CVE-2024-41996
OpenSSL vulnerability analysis and mitigation

Overview

CVE-2024-41996 is a vulnerability in the Diffie-Hellman Ephemeral (DHE) Key Agreement Protocol discovered in August 2024. The vulnerability allows remote attackers from the client side to trigger unnecessarily expensive server-side DHE modular-exponentiation calculations when an approved safe prime is used. The basic attack scenario requires the client to claim it can only communicate with DHE, and the server must be configured to allow DHE and validate the order of the public key (NVD, DHEat Details).

Technical details

The vulnerability exploits the peculiarity of the Diffie-Hellman key agreement where a malicious client can force a server to perform CPU-intensive operations without any significant resource requirement. The attack works by having the client initiate cryptographic handshakes while pretending to support only the ephemeral variant of the finite field Diffie-Hellman key agreement protocol. This triggers key pair generation and shared secret calculation on the server-side, both requiring compute-intensive modular exponentiation calculations. The server cannot distinguish between a randomly chosen number and the result of modular exponentiation without performing CPU-intensive operations (DHEat Details).

Impact

The vulnerability can lead to asymmetric resource consumption, potentially resulting in a denial of service condition. When exploited, it causes the server to perform unnecessarily expensive calculations while the attacker requires minimal computational resources. The effectiveness of the attack can be particularly severe when servers use larger parameter sizes (e.g., ffdhe6144 or ffhde8192) or when certain implementation flaws are present (DHEat FAQ).

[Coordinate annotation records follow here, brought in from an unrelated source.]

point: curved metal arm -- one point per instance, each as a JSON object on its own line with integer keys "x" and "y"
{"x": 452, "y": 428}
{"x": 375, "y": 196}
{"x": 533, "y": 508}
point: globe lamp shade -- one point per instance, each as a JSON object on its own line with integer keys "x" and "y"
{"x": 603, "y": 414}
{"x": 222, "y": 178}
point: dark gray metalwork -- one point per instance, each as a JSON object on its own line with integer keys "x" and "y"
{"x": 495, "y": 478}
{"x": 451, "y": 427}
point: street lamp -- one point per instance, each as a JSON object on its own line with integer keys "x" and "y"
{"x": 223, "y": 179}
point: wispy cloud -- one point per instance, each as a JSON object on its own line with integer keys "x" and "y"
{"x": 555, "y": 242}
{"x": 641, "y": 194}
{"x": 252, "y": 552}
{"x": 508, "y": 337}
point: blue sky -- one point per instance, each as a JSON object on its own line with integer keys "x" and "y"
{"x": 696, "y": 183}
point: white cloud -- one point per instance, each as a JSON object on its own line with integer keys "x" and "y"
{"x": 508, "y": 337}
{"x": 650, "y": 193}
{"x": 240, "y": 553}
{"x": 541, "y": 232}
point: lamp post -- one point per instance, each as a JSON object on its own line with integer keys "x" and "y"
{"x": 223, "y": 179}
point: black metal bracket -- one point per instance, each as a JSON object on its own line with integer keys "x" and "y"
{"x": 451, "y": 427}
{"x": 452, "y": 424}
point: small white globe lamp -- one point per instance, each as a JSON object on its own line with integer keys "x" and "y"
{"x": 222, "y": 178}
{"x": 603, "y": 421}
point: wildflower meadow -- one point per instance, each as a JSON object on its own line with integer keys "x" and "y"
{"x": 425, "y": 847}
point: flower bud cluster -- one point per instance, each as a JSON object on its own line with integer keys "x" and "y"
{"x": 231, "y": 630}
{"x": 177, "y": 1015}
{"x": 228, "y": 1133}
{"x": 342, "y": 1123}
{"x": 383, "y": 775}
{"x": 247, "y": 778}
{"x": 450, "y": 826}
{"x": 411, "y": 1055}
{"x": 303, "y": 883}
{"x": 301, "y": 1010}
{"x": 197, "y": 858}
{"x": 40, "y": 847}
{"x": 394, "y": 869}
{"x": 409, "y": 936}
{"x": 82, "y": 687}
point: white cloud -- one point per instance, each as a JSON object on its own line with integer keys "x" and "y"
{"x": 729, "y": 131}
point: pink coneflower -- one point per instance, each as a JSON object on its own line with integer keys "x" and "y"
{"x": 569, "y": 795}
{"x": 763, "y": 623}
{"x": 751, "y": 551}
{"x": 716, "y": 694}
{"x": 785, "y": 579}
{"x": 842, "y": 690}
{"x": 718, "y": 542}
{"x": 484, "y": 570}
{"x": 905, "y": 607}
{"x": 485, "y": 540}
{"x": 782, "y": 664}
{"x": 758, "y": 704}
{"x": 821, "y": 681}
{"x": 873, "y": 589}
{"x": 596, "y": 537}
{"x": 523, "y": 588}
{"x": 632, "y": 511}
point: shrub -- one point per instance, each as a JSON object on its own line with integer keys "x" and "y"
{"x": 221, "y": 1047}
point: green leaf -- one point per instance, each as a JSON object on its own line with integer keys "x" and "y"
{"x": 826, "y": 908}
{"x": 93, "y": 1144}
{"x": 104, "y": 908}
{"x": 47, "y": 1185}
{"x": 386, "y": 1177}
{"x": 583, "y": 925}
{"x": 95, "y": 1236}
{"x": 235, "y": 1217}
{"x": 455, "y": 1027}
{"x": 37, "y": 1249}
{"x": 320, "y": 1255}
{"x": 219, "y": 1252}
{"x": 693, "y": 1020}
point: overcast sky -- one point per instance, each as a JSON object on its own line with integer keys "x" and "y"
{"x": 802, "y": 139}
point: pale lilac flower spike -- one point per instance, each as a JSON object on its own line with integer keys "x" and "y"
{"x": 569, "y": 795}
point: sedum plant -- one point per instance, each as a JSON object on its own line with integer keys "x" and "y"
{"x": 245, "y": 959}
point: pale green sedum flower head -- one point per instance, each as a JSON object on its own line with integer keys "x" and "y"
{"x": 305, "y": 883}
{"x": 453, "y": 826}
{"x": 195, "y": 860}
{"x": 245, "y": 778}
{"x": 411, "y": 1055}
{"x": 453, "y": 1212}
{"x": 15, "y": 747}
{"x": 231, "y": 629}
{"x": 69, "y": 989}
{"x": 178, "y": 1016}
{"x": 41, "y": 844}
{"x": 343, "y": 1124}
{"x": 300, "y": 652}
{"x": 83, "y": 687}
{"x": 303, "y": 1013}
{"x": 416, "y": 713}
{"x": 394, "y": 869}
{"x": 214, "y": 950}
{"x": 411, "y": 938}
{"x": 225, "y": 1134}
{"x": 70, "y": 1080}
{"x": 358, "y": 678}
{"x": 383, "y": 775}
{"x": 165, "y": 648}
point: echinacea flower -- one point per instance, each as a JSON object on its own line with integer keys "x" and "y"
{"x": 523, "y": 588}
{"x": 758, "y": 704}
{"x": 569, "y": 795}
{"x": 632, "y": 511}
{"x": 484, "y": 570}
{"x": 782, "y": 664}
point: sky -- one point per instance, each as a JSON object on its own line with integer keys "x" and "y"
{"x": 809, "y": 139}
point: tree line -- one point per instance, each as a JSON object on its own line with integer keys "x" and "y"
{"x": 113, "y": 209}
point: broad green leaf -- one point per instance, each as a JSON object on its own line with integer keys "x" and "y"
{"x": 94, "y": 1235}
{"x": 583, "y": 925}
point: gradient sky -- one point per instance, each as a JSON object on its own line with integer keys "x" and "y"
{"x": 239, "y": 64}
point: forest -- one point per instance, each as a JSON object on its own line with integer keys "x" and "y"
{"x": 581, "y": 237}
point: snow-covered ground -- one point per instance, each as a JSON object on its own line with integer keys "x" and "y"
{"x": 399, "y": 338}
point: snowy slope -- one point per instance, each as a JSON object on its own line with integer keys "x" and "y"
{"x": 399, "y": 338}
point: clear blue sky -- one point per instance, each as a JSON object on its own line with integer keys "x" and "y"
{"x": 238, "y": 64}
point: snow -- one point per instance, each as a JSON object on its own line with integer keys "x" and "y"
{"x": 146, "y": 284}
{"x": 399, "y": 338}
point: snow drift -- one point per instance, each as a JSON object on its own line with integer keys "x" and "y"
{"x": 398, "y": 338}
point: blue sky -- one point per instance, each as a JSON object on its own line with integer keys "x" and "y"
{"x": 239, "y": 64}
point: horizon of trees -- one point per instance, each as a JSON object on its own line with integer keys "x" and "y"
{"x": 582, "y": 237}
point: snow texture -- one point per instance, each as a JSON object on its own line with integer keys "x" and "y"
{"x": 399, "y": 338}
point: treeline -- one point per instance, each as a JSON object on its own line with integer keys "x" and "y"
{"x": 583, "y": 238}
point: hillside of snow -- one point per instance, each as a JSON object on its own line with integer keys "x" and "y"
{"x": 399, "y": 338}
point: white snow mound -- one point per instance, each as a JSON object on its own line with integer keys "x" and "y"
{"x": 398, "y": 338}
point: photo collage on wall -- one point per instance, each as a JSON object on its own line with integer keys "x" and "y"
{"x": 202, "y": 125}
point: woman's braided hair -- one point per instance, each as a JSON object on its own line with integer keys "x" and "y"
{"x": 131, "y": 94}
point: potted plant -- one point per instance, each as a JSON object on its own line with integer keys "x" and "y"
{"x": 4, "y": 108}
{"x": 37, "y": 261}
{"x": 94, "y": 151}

Mitigation and workarounds

Detection of exploitation is possible through monitoring and logging of instances where client connections are interrupted during cryptographic handshakes. While disabling Diffie-Hellman in server configurations is not necessarily required, administrators should check both server configuration and cryptographic library implementation details. The vulnerability cannot be fixed by simply installing a software update as it is a protocol flaw rather than an implementation issue (DHEat FAQ).